Know all by these presents, that the undersigned hereby constitutes and appoints each of Alan T. Rosselot, Stephanie W. Bignon and Candida P. Gibson, signing singly, the undersigned's true and lawful attorney-in-fact to:

 

  (1) execute for and on behalf of the undersigned, in the undersigned's capacity as a Section 16 officer of Delta Air Lines, Inc. (the "Company"), Form ID and any Forms 3, 4, and 5 in accordance with Section 16(a) of the Securities Exchange Act of 1934 and the rules thereunder;

 

(2)do and perform any and all acts for and on behalf of the undersigned which may be necessary or desirable to complete and execute any such Form ID or Form 3, 4 or 5 and timely file such form with the United States Securities and Exchange Commission and any stock exchange or similar authority, including requests for EDGAR access codes; and

 

(3)take any other action of any type whatsoever in connection with the foregoing which, in the opinion of such attorney-in-fact, may be of benefit to, and in the best interest of, or legally required by, the undersigned, it being understood that the documents executed by such attorney-in-fact on behalf of the undersigned pursuant to this Power of Attorney shall be in such form and shall contain such terms and conditions as such attorney-in-fact may approve in such attomey-in-fact's discretion.

 

The undersigned hereby grants to each such attorney-in-fact full power and authority to do and perform any and every act and thing whatsoever requisite, necessary, or proper to be done in the exercise of any of the rights and powers herein granted, as fully to all intents and purposes as the undersigned might or could do if personally present, with full power of substitution or revocation, hereby ratifying and confirming all that such attorney-in-fact, or such attorney-in-fact's substitute or substitutes, shall lawfully do or cause to be done by virtue of this power of attorney and the rights and powers herein granted.

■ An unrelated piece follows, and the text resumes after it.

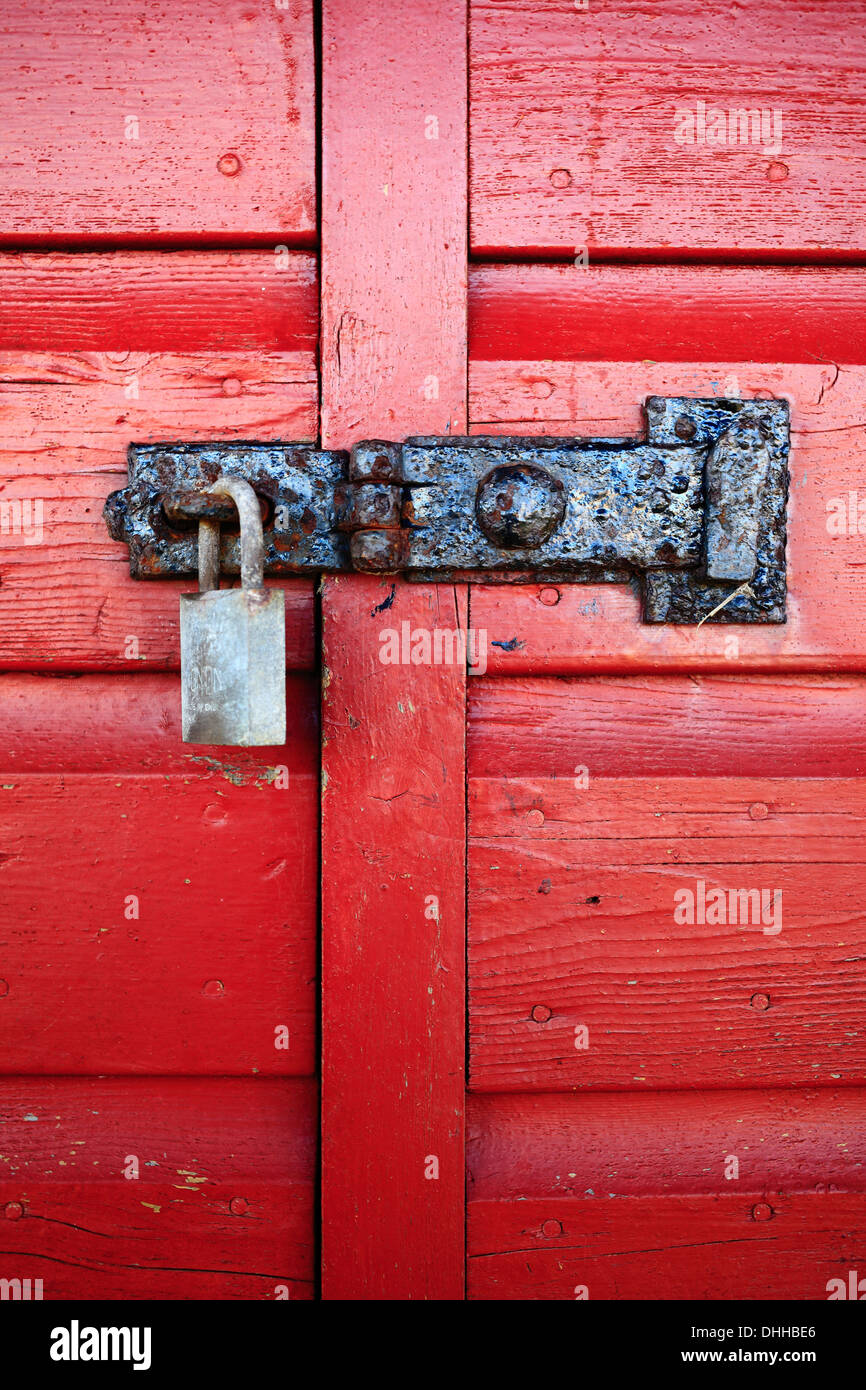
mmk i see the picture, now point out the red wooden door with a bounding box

The undersigned acknowledges that the foregoing attorneys-in-fact, in serving in such capacity at the request of the undersigned, are not assuming, nor is the Company assuming, any of the undersigned's responsibilities to comply with Section 16 of the Securities Exchange Act of 1934.

 

This Power of Attorney shall remain in full force and effect until the undersigned is no longer required to file Forms 3, 4, and 5 with respect to the undersigned's holdings of and transactions in securities issued by the Company, unless earlier revoked by the undersigned in a signed writing delivered to the foregoing attorneys-in-fact.

 

 

IN WITNESS WHEREOF, the undersigned has caused this Power of Attorney to be executed as of this 25th day of May, 2021.